While dollar is generally staying in tight range, yen extends recent rebound together with falling treasury yield after release of US CPI report. Further strength is seen in the Japanese yen after release of disappointing consumer sentiment data. Stocks open mildly softer but is basically staying in tight range below this week's high. Crude oil also drops back to below 70 level on risk aversion.

US Headline CPI was flat mom in July but yoy rate dropped more than expected from -1.4% to -2.1%. Core CPI rose 0.1% mom, 1.5% yoy, also below expectation of 0.2% mom, 1.6% yoy. The data underscore Fed's view that inflation will remain subdued. Other data released from US saw industrial production rose 0.5% in July while capacity utilization rose to 68.5%, both above consensus expectation. Eurozone CPI was revised down to -0.7% mom, -0.7% yoy in July. Canadian manufacturing shipments rose 1.9% mom in June and motor vehicle sales dropped -0.6%.

Earlier today, Aussie was lifted to a new high against dollar by comments from RBA Governor Stevens. In his parliamentary testimony, Stevens said that at some point, the bank will have to make a response to move away from the current emergency setting of extraordinary measures.
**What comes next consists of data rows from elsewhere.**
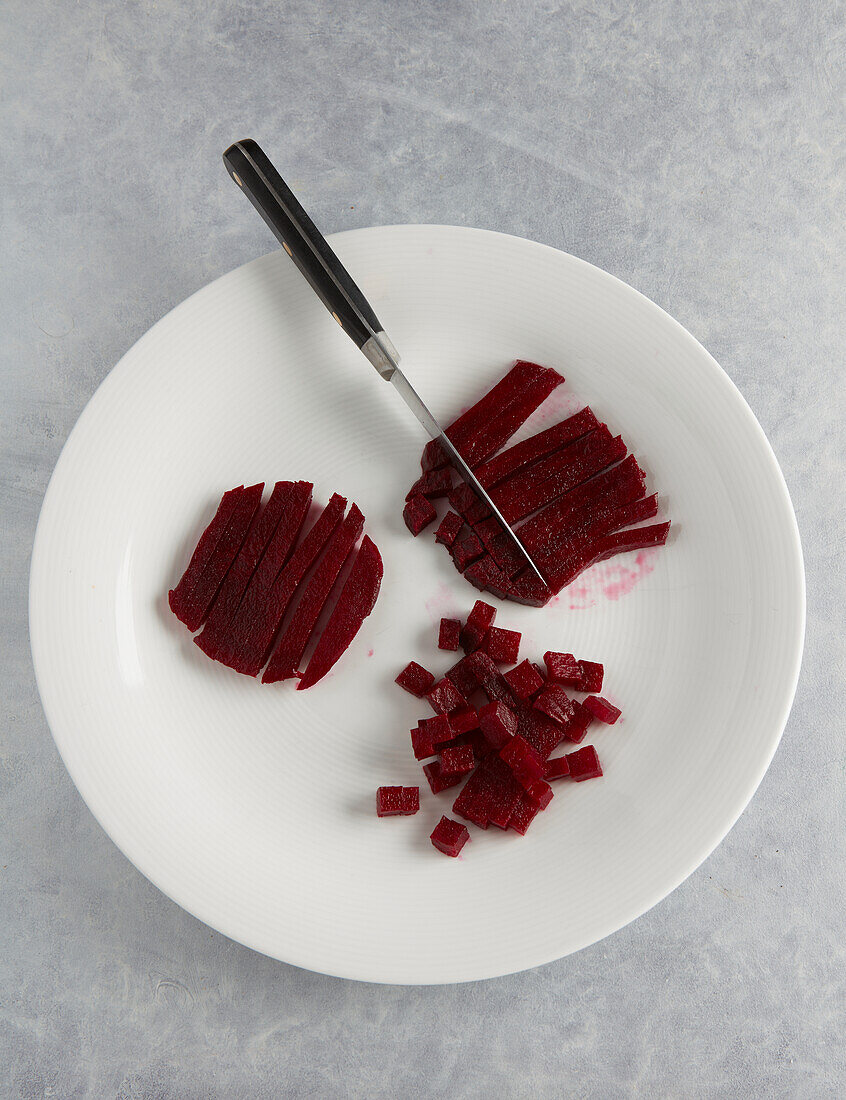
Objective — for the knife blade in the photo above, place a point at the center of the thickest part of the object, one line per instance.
(254, 174)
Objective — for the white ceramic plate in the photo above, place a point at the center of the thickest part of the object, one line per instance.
(253, 806)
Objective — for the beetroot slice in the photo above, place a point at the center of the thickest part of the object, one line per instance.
(228, 600)
(439, 780)
(602, 708)
(502, 646)
(449, 836)
(418, 514)
(538, 447)
(524, 680)
(449, 634)
(356, 601)
(397, 801)
(251, 631)
(201, 596)
(449, 528)
(415, 679)
(457, 760)
(557, 769)
(432, 484)
(584, 763)
(486, 426)
(292, 645)
(556, 704)
(177, 597)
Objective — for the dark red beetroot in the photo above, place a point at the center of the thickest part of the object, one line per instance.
(231, 591)
(198, 600)
(356, 601)
(177, 597)
(546, 442)
(602, 710)
(556, 704)
(292, 645)
(591, 675)
(578, 726)
(449, 634)
(562, 669)
(524, 680)
(557, 768)
(479, 623)
(449, 836)
(487, 425)
(397, 801)
(449, 528)
(423, 746)
(446, 697)
(584, 763)
(438, 728)
(275, 582)
(465, 550)
(415, 679)
(525, 763)
(457, 760)
(502, 646)
(497, 723)
(437, 779)
(418, 514)
(432, 484)
(539, 794)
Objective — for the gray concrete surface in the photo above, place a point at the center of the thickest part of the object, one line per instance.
(694, 150)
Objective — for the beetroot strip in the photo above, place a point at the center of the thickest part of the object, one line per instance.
(202, 595)
(354, 604)
(228, 600)
(262, 620)
(538, 447)
(292, 645)
(177, 596)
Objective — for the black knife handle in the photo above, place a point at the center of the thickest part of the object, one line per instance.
(255, 175)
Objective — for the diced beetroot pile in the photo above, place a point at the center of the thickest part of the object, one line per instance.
(572, 493)
(260, 584)
(495, 729)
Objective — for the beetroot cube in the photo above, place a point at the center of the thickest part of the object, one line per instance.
(584, 763)
(449, 836)
(448, 636)
(423, 745)
(539, 794)
(556, 704)
(438, 780)
(526, 765)
(415, 679)
(479, 623)
(592, 675)
(523, 815)
(457, 761)
(462, 722)
(448, 529)
(438, 728)
(418, 514)
(558, 768)
(562, 669)
(465, 551)
(578, 726)
(497, 723)
(446, 697)
(502, 646)
(397, 801)
(602, 708)
(524, 680)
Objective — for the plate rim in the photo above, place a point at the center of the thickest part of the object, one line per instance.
(798, 592)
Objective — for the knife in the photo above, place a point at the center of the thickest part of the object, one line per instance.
(254, 174)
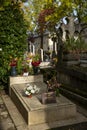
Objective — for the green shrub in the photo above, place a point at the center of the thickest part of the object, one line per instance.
(13, 37)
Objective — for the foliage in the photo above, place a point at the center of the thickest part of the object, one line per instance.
(12, 37)
(76, 46)
(62, 9)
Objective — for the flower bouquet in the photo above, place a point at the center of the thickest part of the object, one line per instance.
(35, 63)
(13, 65)
(31, 89)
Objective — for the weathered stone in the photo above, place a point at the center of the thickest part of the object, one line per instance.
(31, 108)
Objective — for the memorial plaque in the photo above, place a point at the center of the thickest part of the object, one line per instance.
(49, 97)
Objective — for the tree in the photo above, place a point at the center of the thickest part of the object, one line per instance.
(13, 37)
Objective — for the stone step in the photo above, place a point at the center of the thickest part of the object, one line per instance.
(31, 108)
(15, 115)
(79, 121)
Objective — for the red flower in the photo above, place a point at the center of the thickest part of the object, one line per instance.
(35, 63)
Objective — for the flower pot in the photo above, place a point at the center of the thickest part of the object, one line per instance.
(36, 70)
(13, 71)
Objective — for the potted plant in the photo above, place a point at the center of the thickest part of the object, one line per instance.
(35, 63)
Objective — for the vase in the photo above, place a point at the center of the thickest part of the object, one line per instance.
(36, 70)
(13, 71)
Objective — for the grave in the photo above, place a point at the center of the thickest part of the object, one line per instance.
(32, 109)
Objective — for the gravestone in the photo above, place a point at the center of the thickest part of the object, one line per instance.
(32, 109)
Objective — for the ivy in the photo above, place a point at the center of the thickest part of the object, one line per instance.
(13, 37)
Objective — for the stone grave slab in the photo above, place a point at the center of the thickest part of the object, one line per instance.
(34, 112)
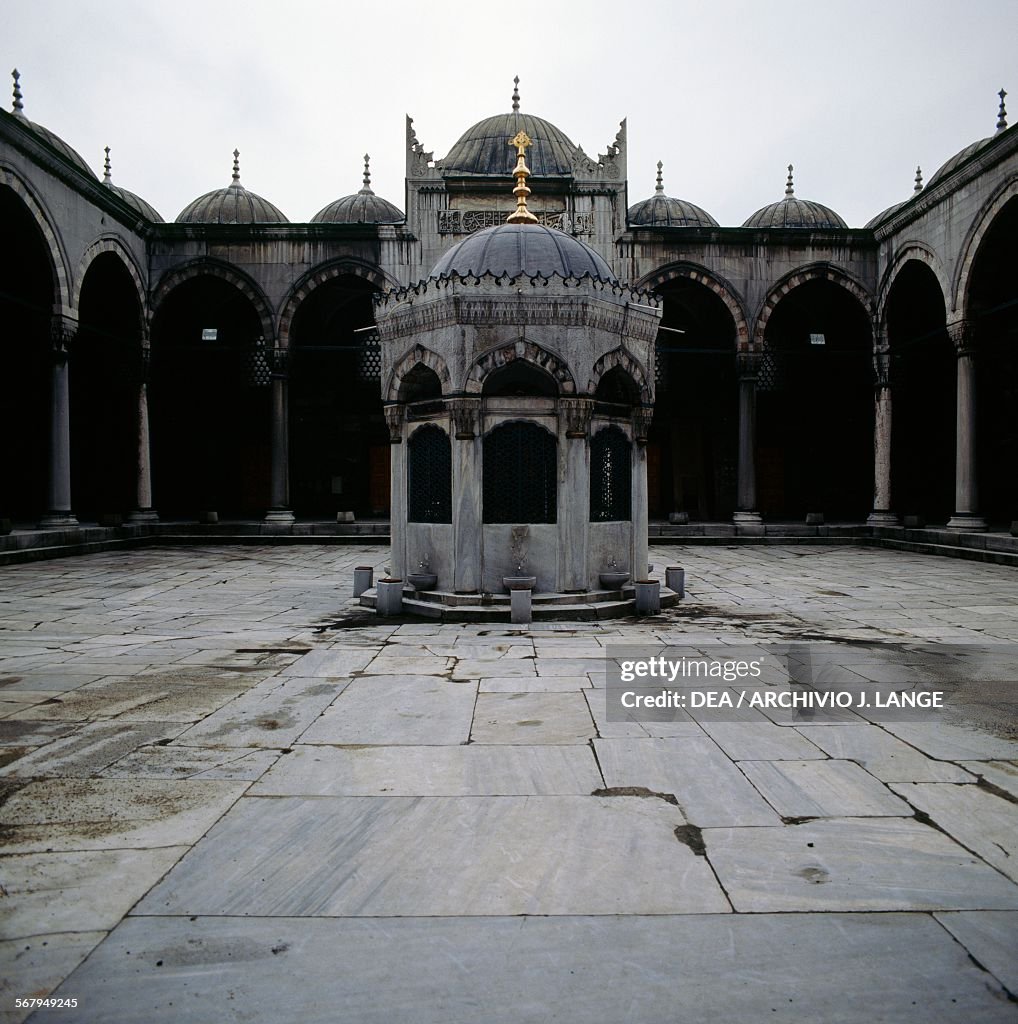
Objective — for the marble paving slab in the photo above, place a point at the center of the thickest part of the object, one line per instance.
(991, 937)
(783, 969)
(412, 711)
(89, 750)
(985, 823)
(273, 714)
(711, 791)
(822, 788)
(532, 718)
(761, 740)
(853, 864)
(83, 891)
(883, 755)
(357, 856)
(108, 814)
(432, 771)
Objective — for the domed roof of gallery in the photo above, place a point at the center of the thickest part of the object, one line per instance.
(50, 138)
(483, 148)
(522, 249)
(663, 211)
(136, 203)
(231, 205)
(793, 212)
(363, 207)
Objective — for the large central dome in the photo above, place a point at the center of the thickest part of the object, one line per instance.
(528, 249)
(484, 150)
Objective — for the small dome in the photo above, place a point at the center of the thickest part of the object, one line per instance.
(663, 211)
(232, 205)
(362, 208)
(792, 212)
(526, 249)
(136, 203)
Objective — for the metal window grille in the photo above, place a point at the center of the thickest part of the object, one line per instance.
(429, 476)
(520, 474)
(610, 476)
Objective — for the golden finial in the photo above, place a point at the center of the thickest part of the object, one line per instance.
(521, 172)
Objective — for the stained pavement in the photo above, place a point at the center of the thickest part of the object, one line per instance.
(230, 795)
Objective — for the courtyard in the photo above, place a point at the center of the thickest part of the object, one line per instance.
(230, 794)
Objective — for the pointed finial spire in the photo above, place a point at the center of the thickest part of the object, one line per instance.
(521, 172)
(366, 190)
(18, 108)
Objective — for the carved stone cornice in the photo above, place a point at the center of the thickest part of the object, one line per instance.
(466, 417)
(577, 413)
(394, 416)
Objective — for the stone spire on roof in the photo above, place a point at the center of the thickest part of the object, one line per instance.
(18, 108)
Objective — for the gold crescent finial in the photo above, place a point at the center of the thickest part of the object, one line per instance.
(521, 172)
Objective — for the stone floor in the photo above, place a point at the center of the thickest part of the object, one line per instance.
(231, 795)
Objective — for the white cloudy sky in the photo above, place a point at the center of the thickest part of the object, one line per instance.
(854, 92)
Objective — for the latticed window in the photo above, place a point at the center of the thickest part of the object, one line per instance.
(429, 476)
(520, 474)
(610, 476)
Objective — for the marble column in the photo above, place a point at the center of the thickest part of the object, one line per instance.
(395, 421)
(467, 530)
(747, 518)
(61, 335)
(882, 514)
(641, 426)
(143, 512)
(574, 499)
(966, 481)
(279, 510)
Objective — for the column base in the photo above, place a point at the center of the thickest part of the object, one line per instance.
(967, 521)
(53, 520)
(882, 518)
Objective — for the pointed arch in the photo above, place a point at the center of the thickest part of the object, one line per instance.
(203, 266)
(715, 283)
(496, 358)
(418, 355)
(973, 240)
(813, 271)
(346, 265)
(59, 265)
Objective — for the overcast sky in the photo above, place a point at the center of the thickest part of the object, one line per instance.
(727, 92)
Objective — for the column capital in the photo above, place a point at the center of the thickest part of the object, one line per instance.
(963, 337)
(466, 417)
(577, 413)
(394, 416)
(62, 331)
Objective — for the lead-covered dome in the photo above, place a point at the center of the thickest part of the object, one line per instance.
(664, 211)
(522, 249)
(361, 208)
(232, 205)
(796, 213)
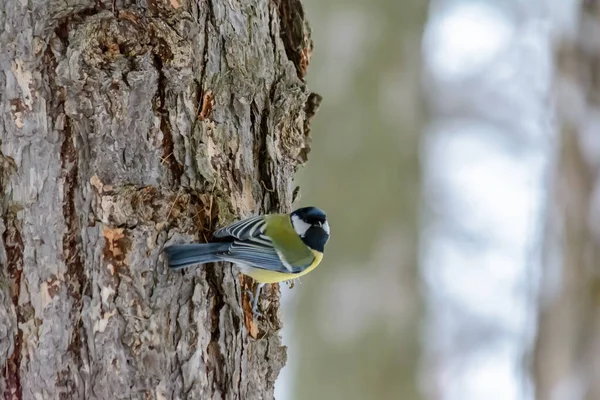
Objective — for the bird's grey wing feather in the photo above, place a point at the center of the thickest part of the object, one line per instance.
(244, 229)
(259, 252)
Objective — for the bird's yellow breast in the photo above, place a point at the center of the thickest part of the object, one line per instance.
(267, 276)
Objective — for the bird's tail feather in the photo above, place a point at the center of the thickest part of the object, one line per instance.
(183, 255)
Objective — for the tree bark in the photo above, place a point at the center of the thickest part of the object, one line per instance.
(127, 126)
(566, 363)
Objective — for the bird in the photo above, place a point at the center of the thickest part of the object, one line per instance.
(269, 248)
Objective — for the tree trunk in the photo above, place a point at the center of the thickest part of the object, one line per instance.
(566, 363)
(127, 126)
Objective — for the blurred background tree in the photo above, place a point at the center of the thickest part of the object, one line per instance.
(567, 362)
(464, 252)
(357, 321)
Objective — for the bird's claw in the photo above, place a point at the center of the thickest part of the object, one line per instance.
(254, 300)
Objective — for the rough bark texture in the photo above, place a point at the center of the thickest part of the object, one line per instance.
(125, 127)
(566, 362)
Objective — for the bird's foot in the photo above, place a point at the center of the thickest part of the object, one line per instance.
(254, 300)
Stevens did not dismiss the idea that rates are going to be raised before the end of the year and normal rates are significantly higher than the current 3.0%. Nevertheless, the strength of Aussie was apparently limited by another day of decline in Shanghai stocks markets.

USD/JPY Mid-Day Outlook

Daily Pivots: (S1) 94.84; (P) 95.67; (R1) 96.29; More.

USD/JPY's fall extends further to as low as 94.59 in early US session and further fall might still be seen. Nevertheless, key level should lie in 94.03/05 (100% projection of 97.77 to 95.11 from 96.71 at 94.05 and 61.8% retracement of 91.73 to 97.77 at 94.03). As long as this level holds, we're still favoring the case that fall from 97.77 is merely a correction and rise from 97.13 is still in progress. Above 96.71 will flip intraday bias back to the upside for rally resumption to 98.87 resistance.

In the bigger picture, as mentioned before, fall from 101.43 should have completed at 91.73 already. The three wave corrective structure in turn indicates it's merely a correction to whole rally from 87.12. Indeed, rise from 91.73 is tentatively treated as resumption of such medium term rise. Sustained break of 101.43 resistance will confirm this case and target 100% projection of 87.12 to 101.43 from 91.73 at 106.04 next. On the downside, break of mentioned 94.03/05 cluster support will invalidate this view and suggest that whole fall from 101.43 is possibly still in progress for another low below 91.73 before completion.